Неслыханный для всех поступок шокировал махаллю, ни один житель которой никогда ранее не слышал о такой дерзости. Как могло случиться, что молодая девушка, знавшая, что отец уже договорился о том, чтобы выдать её замуж за парня из хорошей семьи из соседнего села, не то что не получила благословения отца и матери, а, вообще, бросила их, сбежав из родительского дома и растоптав доброе имя семьи и девичье достоинство?
Перемалывая эту историю, жители махалли старательно избегали называть её имя, словно боялись о него обжечься. Не дай бог, прилипнет оно к языку и навлечёт на них самих этот немыслимый позор отречения от всего святого! На Ибрагимбека и Кариму все отныне смотрели с сожалением и презрением, держась от них в стороне. Никому такого горя не пожелаешь, говорили старушки, тем не менее не сомневавшиеся, что не спроста такое произошло. Подумать только, вроде добропорядочный человек Ибрагимбек, качали они головами, но не чли, значит, Ибрагимбек с Каримой у себя дома священных традиций. Иначе такого бы не случилось.

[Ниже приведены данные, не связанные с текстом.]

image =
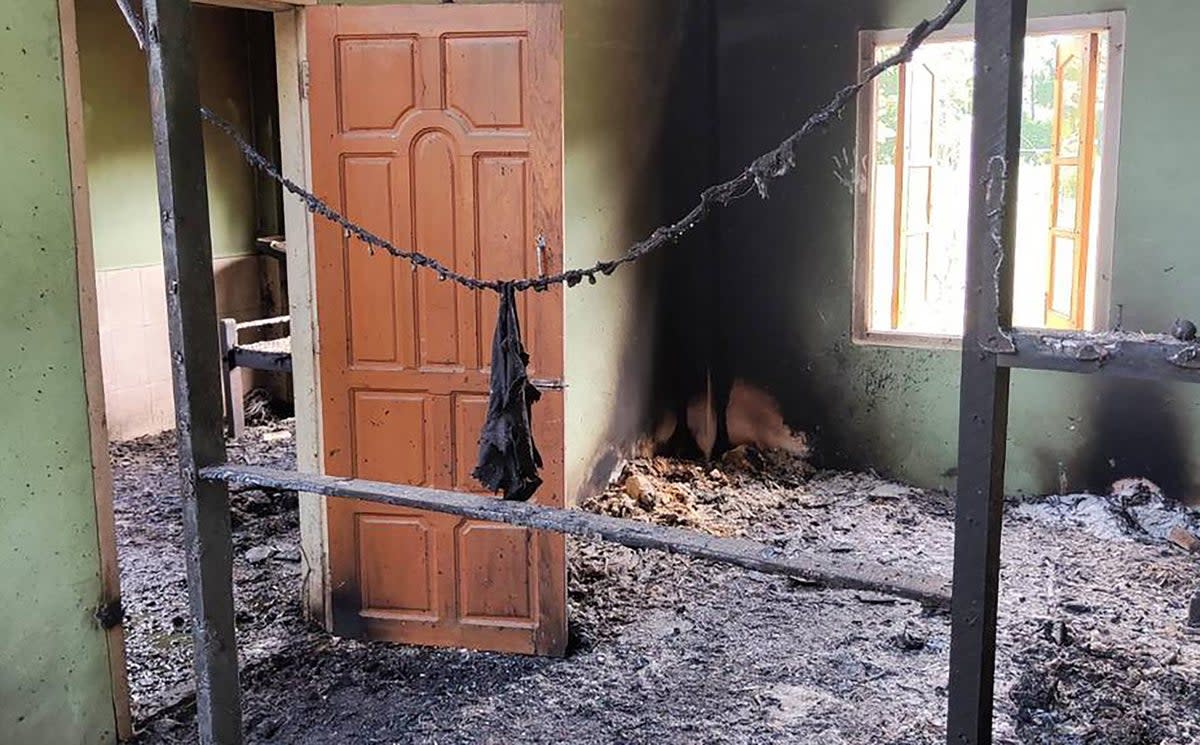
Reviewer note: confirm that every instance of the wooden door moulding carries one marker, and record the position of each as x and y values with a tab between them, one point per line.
258	5
438	127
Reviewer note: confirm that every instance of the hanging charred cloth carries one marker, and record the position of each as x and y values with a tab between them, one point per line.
508	456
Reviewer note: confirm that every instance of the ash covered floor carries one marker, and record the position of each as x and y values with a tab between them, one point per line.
1092	647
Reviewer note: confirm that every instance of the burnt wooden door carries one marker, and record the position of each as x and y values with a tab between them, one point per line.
438	127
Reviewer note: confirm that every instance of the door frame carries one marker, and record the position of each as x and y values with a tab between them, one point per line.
292	71
94	379
291	52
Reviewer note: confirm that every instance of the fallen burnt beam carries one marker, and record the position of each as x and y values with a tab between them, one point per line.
834	574
1116	353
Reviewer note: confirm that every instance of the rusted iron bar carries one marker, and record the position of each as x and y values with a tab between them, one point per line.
192	324
983	424
834	574
1119	354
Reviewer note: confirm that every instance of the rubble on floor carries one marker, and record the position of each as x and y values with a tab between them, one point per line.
1092	646
150	554
1134	510
714	497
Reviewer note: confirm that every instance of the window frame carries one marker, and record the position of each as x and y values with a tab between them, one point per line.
1099	265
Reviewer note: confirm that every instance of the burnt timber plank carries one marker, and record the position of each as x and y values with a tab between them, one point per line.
983	413
1116	354
196	368
835	574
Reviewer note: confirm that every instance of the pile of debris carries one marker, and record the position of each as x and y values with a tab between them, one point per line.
717	498
1134	510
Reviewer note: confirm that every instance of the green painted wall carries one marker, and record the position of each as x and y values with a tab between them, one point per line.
639	113
54	679
894	409
120	145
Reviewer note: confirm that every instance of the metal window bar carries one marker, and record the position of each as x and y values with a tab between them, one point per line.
990	350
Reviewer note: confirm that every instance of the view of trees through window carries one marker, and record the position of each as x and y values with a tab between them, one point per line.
919	185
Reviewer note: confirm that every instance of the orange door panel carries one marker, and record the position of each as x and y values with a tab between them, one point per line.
439	128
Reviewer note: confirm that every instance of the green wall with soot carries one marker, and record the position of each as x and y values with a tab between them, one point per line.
120	143
897	409
54	678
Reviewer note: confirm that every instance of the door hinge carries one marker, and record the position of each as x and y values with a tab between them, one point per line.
549	385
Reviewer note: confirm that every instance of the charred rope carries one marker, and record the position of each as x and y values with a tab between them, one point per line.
508	456
756	176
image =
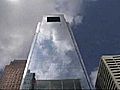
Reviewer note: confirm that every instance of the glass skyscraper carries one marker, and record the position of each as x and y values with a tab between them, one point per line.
54	61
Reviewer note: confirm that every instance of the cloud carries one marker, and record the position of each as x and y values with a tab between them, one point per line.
54	55
18	23
93	76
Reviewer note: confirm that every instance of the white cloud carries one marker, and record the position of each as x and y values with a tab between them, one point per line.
93	76
18	23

Эркин и Малокат спланировали всё быстро и умно. Поздно ночью, когда все дома уже спали и даже затихли летние сверчки, Эркин тихо свистнул три раза с небольшим интервалом между каждым посвистыванием. Сбросив с себя простыню, нераздевшаяся Малокат с заранее заготовленным узелком одежды и подаренными матерью драгоценностями выбежала во двор, отворила калитку и поспешила к ожидавшему её в темноте любимому. От шума проснулась Карима и, выглянув в окно, увидела то, что и в кошмарном сне не могла представить. Её дочь взяла за руку какого-то человека и в темноте полубегом удалялась от дома. Криком ужаса Карима окликнула дочь, разбудив мужа, вскочившего в страхе на ноги.
– Простите меня, мама! Я покидаю вас навсегда. Простите, простите! – это всё, что услышала Карима.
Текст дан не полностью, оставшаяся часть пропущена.